Вчера у нас обедал Бенедикт Лившиц. Я весь день редактировал Joseph'a Conrad'а1, так как денег нет ниоткуда, Клячко не едет, не везет гонорара за мои детские книги. Очень устал, лег в 7 часов, т. е. поступил очень невежливо по отношению к Лившицу, моему гостю. Проснулся внезапно, побежал посмотреть на часы; вижу: 12 часов ровно. Через минуты две после того, как я встал, грохнула пушка, зазвонили в церкви. Новый Год. Я снова засяду за Конрада,– вот только доем булочку, которую купил вчера у Бёца. 1922 год был ужасный год для меня, год всевозможных банкротств, провалов, унижений, обид и болезней. Я чувствовал, что черствею, перестаю верить в жизнь, и что единственное мое спасение – труд. И как я работал! Чего я только не делал! С тоскою, почти со слезами писал «Мойдодыра». Побитый – писал «Тараканище». Переделал совершенно, в корень свои некрасовские книжки, а также «Футуристов», «Уайльда», «Уитмэна». Основал «Современный Запад» – сам своей рукой написал почти всю Хронику 1‑го номера, доставал для него газеты, журналы – перевел «Королей и капусту», перевел Синга,– о, сколько энергии, даром истраченной, без цели, без плана!
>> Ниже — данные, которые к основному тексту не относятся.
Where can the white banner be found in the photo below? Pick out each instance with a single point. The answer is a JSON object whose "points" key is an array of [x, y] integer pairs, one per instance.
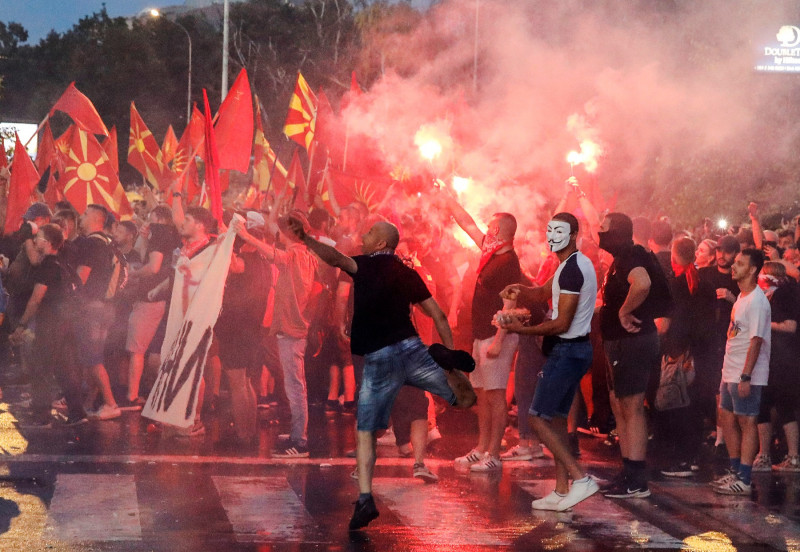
{"points": [[194, 308]]}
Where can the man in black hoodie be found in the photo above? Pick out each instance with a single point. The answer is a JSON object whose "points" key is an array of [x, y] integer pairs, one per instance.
{"points": [[631, 345]]}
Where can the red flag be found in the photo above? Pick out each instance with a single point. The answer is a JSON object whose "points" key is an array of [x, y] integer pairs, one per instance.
{"points": [[191, 143], [23, 180], [111, 149], [88, 174], [63, 141], [265, 164], [3, 156], [234, 128], [355, 89], [212, 164], [169, 146], [144, 154], [48, 156], [189, 182], [80, 108], [297, 183], [302, 117]]}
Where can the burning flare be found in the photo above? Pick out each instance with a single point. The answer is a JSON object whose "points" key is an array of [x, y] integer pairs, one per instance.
{"points": [[588, 155]]}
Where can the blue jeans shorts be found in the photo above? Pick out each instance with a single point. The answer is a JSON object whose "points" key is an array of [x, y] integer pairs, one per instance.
{"points": [[386, 370], [730, 400], [559, 379]]}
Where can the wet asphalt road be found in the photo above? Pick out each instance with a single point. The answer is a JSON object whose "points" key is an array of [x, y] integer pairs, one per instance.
{"points": [[117, 486]]}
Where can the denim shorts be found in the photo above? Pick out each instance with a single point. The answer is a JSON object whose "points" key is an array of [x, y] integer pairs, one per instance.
{"points": [[559, 379], [730, 400], [386, 370]]}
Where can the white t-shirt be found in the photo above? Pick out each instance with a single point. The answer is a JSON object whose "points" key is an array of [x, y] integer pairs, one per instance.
{"points": [[576, 276], [751, 317]]}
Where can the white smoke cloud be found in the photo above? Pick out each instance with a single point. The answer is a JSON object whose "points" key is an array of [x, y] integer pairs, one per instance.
{"points": [[656, 85]]}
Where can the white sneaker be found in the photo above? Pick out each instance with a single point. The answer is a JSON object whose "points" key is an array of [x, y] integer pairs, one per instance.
{"points": [[387, 439], [581, 490], [468, 459], [762, 463], [106, 412], [520, 452], [549, 502], [434, 435], [489, 463], [422, 472]]}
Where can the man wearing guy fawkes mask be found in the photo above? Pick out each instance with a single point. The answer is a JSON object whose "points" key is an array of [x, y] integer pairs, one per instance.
{"points": [[573, 289], [631, 345]]}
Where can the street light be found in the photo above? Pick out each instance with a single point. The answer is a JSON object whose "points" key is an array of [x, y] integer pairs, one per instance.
{"points": [[156, 13]]}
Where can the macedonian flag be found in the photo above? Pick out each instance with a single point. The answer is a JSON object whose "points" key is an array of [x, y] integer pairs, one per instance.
{"points": [[302, 118], [144, 154], [268, 172], [89, 176]]}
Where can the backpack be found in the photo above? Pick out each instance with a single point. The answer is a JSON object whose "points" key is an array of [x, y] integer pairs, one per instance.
{"points": [[119, 268], [677, 374], [658, 303]]}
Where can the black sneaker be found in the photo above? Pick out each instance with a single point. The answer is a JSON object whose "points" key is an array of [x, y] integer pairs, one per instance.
{"points": [[628, 489], [131, 405], [44, 423], [292, 451], [76, 420], [678, 470], [365, 512]]}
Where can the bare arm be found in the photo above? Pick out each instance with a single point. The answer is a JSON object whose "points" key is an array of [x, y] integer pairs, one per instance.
{"points": [[463, 219], [567, 307], [83, 273], [430, 307], [33, 304], [787, 326], [535, 294], [758, 232], [153, 266]]}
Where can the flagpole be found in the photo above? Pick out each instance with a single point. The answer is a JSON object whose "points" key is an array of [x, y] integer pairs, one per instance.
{"points": [[46, 118]]}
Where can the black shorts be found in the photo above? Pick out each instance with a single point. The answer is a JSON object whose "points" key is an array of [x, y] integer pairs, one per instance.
{"points": [[630, 362]]}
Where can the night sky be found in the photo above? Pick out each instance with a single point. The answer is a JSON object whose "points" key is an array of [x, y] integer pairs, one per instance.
{"points": [[40, 16]]}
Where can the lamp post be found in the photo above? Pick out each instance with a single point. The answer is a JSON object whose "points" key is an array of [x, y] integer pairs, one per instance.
{"points": [[156, 13]]}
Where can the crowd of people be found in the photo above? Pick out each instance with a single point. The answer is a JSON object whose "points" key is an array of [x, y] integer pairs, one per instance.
{"points": [[629, 329]]}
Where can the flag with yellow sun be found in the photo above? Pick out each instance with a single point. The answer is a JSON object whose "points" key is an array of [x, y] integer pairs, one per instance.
{"points": [[89, 176], [145, 155]]}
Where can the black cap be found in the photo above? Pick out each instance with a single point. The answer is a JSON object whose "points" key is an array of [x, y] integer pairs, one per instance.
{"points": [[729, 244]]}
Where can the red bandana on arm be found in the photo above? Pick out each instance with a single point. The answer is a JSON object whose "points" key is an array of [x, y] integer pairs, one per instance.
{"points": [[491, 245], [691, 275]]}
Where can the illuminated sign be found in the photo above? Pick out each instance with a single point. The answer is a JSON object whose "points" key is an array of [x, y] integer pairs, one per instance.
{"points": [[782, 55], [27, 133]]}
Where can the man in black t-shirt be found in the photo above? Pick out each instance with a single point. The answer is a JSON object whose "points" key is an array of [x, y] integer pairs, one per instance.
{"points": [[47, 311], [94, 264], [631, 344], [718, 293], [146, 315], [384, 291], [493, 349]]}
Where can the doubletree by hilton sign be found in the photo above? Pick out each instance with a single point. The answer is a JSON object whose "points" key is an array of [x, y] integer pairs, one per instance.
{"points": [[783, 54]]}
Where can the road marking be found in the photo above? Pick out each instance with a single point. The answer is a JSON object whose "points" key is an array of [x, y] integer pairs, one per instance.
{"points": [[739, 512], [437, 515], [255, 461], [598, 519], [264, 509], [94, 508]]}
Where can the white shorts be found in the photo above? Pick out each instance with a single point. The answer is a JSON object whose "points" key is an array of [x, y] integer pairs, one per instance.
{"points": [[492, 373]]}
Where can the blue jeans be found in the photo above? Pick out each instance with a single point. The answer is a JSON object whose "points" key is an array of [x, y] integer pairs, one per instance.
{"points": [[560, 378], [529, 363], [291, 352], [386, 370]]}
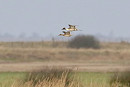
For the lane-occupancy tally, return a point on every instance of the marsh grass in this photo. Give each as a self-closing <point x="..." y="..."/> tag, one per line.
<point x="121" y="78"/>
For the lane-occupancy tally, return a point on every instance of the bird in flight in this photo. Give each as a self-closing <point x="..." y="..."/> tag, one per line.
<point x="71" y="28"/>
<point x="68" y="30"/>
<point x="66" y="34"/>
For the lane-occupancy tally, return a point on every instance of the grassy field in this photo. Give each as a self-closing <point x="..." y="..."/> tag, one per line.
<point x="93" y="66"/>
<point x="26" y="56"/>
<point x="86" y="78"/>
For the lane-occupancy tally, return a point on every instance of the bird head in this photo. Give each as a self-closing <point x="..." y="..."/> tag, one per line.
<point x="64" y="28"/>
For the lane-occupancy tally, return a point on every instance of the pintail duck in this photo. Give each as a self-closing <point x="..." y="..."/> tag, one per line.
<point x="71" y="28"/>
<point x="66" y="34"/>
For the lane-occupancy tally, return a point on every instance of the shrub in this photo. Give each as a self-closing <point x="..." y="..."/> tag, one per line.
<point x="122" y="78"/>
<point x="83" y="41"/>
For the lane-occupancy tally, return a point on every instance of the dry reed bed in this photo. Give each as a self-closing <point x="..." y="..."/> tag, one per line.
<point x="67" y="54"/>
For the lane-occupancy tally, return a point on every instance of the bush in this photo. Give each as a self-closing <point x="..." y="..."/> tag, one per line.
<point x="83" y="41"/>
<point x="122" y="78"/>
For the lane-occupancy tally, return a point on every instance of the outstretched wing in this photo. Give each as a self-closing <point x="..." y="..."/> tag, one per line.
<point x="71" y="26"/>
<point x="64" y="32"/>
<point x="68" y="32"/>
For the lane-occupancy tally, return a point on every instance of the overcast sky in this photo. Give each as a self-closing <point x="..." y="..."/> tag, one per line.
<point x="48" y="17"/>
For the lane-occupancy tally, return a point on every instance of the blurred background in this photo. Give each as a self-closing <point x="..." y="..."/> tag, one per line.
<point x="30" y="20"/>
<point x="29" y="43"/>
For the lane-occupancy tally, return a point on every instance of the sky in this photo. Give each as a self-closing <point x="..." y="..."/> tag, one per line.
<point x="48" y="17"/>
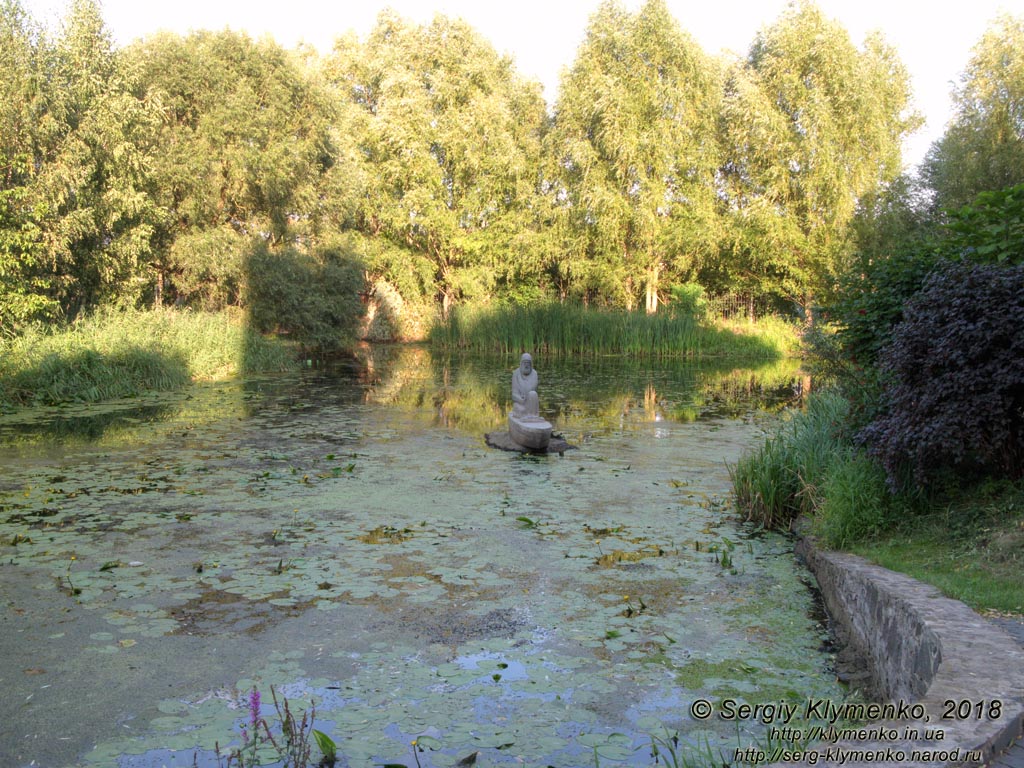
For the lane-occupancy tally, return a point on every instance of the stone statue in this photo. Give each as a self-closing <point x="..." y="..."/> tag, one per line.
<point x="524" y="399"/>
<point x="525" y="425"/>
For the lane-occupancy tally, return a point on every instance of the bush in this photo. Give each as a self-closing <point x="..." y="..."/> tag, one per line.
<point x="312" y="299"/>
<point x="783" y="477"/>
<point x="855" y="501"/>
<point x="872" y="299"/>
<point x="689" y="299"/>
<point x="953" y="398"/>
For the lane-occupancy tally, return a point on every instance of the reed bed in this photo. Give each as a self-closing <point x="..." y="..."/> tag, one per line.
<point x="572" y="330"/>
<point x="782" y="478"/>
<point x="120" y="353"/>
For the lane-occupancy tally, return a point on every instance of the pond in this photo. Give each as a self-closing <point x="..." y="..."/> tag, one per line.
<point x="346" y="537"/>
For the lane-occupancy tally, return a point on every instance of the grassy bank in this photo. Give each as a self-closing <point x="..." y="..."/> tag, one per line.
<point x="570" y="329"/>
<point x="120" y="353"/>
<point x="966" y="540"/>
<point x="971" y="548"/>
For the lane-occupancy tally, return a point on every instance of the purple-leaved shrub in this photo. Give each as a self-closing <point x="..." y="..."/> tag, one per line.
<point x="953" y="398"/>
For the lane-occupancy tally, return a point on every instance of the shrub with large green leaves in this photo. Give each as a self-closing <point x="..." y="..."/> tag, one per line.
<point x="954" y="395"/>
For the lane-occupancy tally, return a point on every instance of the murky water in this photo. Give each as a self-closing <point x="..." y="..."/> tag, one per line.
<point x="346" y="537"/>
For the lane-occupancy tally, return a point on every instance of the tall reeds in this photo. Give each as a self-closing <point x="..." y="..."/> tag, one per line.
<point x="572" y="330"/>
<point x="782" y="478"/>
<point x="119" y="353"/>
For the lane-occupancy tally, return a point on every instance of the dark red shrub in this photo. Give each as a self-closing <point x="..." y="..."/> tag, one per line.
<point x="953" y="397"/>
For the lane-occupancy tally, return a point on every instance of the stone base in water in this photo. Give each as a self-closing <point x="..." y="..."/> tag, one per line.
<point x="504" y="441"/>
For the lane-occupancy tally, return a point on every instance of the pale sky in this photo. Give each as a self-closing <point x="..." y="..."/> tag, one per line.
<point x="933" y="37"/>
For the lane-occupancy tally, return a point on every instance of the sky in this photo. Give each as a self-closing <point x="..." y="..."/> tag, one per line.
<point x="543" y="36"/>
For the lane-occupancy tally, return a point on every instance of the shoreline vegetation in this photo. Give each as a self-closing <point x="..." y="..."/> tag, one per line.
<point x="556" y="329"/>
<point x="115" y="353"/>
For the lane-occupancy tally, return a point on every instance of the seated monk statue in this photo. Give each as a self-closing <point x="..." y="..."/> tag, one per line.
<point x="524" y="399"/>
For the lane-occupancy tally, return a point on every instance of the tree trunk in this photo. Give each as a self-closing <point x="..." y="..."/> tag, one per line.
<point x="445" y="304"/>
<point x="651" y="304"/>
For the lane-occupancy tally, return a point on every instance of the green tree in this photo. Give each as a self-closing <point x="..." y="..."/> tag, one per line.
<point x="242" y="145"/>
<point x="76" y="212"/>
<point x="634" y="155"/>
<point x="25" y="124"/>
<point x="811" y="124"/>
<point x="442" y="181"/>
<point x="983" y="147"/>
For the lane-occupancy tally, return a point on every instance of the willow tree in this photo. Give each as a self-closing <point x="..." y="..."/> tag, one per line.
<point x="983" y="146"/>
<point x="76" y="218"/>
<point x="635" y="153"/>
<point x="241" y="146"/>
<point x="24" y="122"/>
<point x="810" y="123"/>
<point x="448" y="155"/>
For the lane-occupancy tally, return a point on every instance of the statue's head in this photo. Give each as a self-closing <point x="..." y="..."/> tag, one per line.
<point x="525" y="364"/>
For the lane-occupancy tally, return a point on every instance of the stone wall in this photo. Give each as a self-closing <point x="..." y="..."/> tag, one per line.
<point x="922" y="648"/>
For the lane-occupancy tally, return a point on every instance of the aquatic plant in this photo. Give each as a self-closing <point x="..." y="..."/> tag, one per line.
<point x="570" y="329"/>
<point x="115" y="354"/>
<point x="780" y="479"/>
<point x="291" y="748"/>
И ни одного друга! Даже просто ни одного доброжелателя! Всюду когти, зубы, клыки, рога! И все же я почему‑то люблю 1922 год. Я привязался в этом году к Мурке, меня не так мучили бессонницы, я стал работать с большей легкостью – спасибо старому году! Сейчас, напр., я сижу один и встречаю новый год с пером в руке, но не горюю: мне мое перо очень дорого – лампа, чернильница,– и сейчас на столе у меня моя милая «Энциклопедия Британника», которую я так нежно люблю. Сколько знаний она мне дала, как она успокоительна и ласкова. Ну, пора мне приниматься за Синга, нужно же наконец написать о нем статью!

_________

Вот что такое 40 лет: когда ко мне приходит какой‑нибудь человек, я жду, чтоб он скорее ушел. Никакого любопытства к людям. Я ведь прежде был как щенок: каждого прохожего обнюхать и возле каждой тумбы поднять ногу.

_________

Вот что такое дети, большая семья: никогда на столе не улежит карандаш, исчезает как в яму, и всегда кто‑нб. что‑нибудь теряет: «дети, не видали ножниц?», «Папа, где моя ленточка?», «Коля, ты взял мою резинку?»

 

2 января 1923. Мурка стоит и «читает». Со страшной энергией в течение двух часов:

Ума няу, ýма няу, ума няу, уманя

перелистывает книгу, и если ей иногда попадется под руку слово , вставляет и его в эту схему, не нарушая ее. Раньше ритм, потом образ и мысль. <...>

 

5 янв. Человек рождается, чтобы износить четыре детских пальто и от шести до семи «взрослых». 10 костюмов – вот и весь человек. Вчера получил телеграмму из Студ. Худ. Театра: переменить «Плэйбоя» на «героя». Вчера к вечеру я сказал Мурке, что она – кошечка. Она вскочила с необыкн. энергией, кинулась на пол, схватила что‑то и в рот. «Митю ам!» (Мышку съем.) Так она делала раз 50. Остановить ее не было возможности. Она только твердила как безумная: «Еще де митя?» (где еще мышь) – и торопливо, торопливо, в большом возбуждении хватала, хватала, хватала. Это испугало меня (самый темп был страшен). Я сказал: кошка отдыхает, спит. <...> Я пробовал показать ей картинки. Я – мяу! – закричала она.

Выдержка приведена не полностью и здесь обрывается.